People on all sides of the controversy feel strongly about their positions. The advocates of prayer in school believe that the moral decline of America can be traced to the court’s ruling that “took God out of the classroom.” Opponents devoutly believe that formal prayer (of which a moment of silence would be but a shrouded variation) would breach the essential wall of separation between church and state. A middle-of-the-road group, which includes the president, purports to seek a resolution that would permit voluntary prayer.
What is frustrating about this dispute is that it is so unnecessary. There is a way for everyone to get what he wants. Yet that happy circumstance is unrecognized by the participants.
How can everyone get what he wants? By erecting a wall of separation between school and state, just as the Founding Fathers did for church and state.
The case for separating school and state is essentially the same as that for separating church and state. The wise founders of this nation removed religion from the politicians’ reach because they knew that forcible imposition of religious beliefs had bled Europe and caused untold misery for centuries. People obviously do not like to have a world view forced down their throats. Education also embodies a world view and values. Government sponsorship of education, then, resembles its sponsorship of religion, and it carries the same risks. Since all government action is coercive (taxation is the most obvious example — try not paying your taxes), government education is necessarily coercive. It is financed through compulsory levies, and students are compelled to attend. (Although parents are legally free to send their children to private schools, the fact that they are forced to support the government’s schools anyway precludes that option for most people.) So public schooling necessarily introduces coercion into many sensitive areas of family life and personal conscience. That is why current disputes over values in public schools are so visceral and bitter.
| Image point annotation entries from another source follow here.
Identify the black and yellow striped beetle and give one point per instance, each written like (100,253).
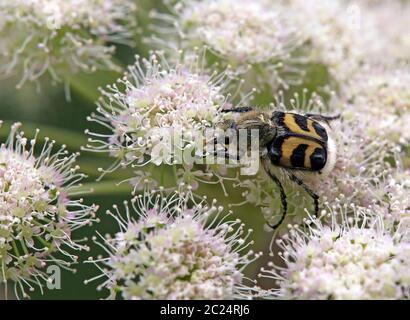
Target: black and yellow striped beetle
(291,141)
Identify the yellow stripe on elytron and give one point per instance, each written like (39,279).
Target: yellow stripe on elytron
(290,122)
(290,144)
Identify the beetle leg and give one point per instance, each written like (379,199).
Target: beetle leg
(238,110)
(314,196)
(321,117)
(282,195)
The coercion inherent in public schooling exposes the futility of the quest for “voluntary” prayer in school. School prayer will be voluntary only when school attendance and financing are voluntary. Until that day, prayer will be rife with compulsion.
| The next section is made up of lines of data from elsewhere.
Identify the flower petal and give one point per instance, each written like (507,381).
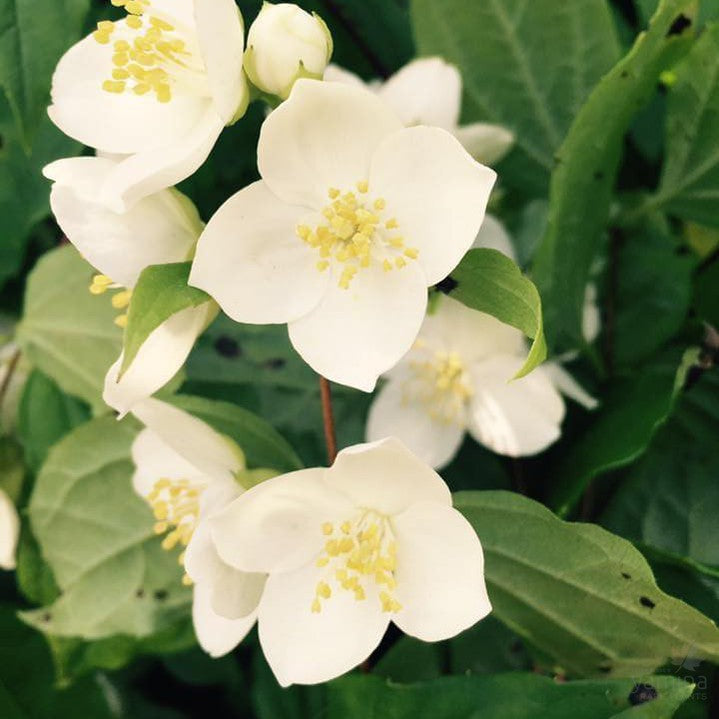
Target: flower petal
(303,647)
(473,335)
(154,459)
(335,73)
(493,236)
(215,634)
(356,334)
(437,192)
(277,525)
(124,123)
(322,136)
(155,169)
(159,359)
(209,452)
(519,417)
(486,143)
(393,414)
(233,594)
(426,91)
(161,228)
(9,531)
(440,573)
(386,477)
(221,36)
(252,262)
Separating school and state resolves the prayer controversy in the most satisfactory way. Parents would finance and send their children to only the schools of their choice. Those who wish to have their children begin the school day with formal prayer will easily find schools to accommodate them. The same will apply for those who want only a moment of silence and for those who want neither.
The hallmark of full privatization of education is freedom of choice. Separation of school and state would put control over education back where it belongs — with the family. That could not help but improve education for children, because a long line of research affirms that the decisive factor that explains the success or failure of education is the presence or absence of family support. When government runs schools, family responsibility is diminished as the state assures parents that their children’s education is safely in the hands of experts.
On narrower grounds, public school prayer should make religious people wary. The integrity of religion is jeopardized by its mixture with politics. School prayer would require civil authorities to decide what prayers are and are not permissible in school. That’s the last thing that religious citizens should want. Will Christians be happy when their children are subjected to pagan odes to Gaia penned by a devout ecologist?
Proponents of school prayer say the issue is freedom of religion. If that’s the case, they should oppose the interjection of prayer into the coercive environment of the public schools. The best protection for religion is the separation of school and state.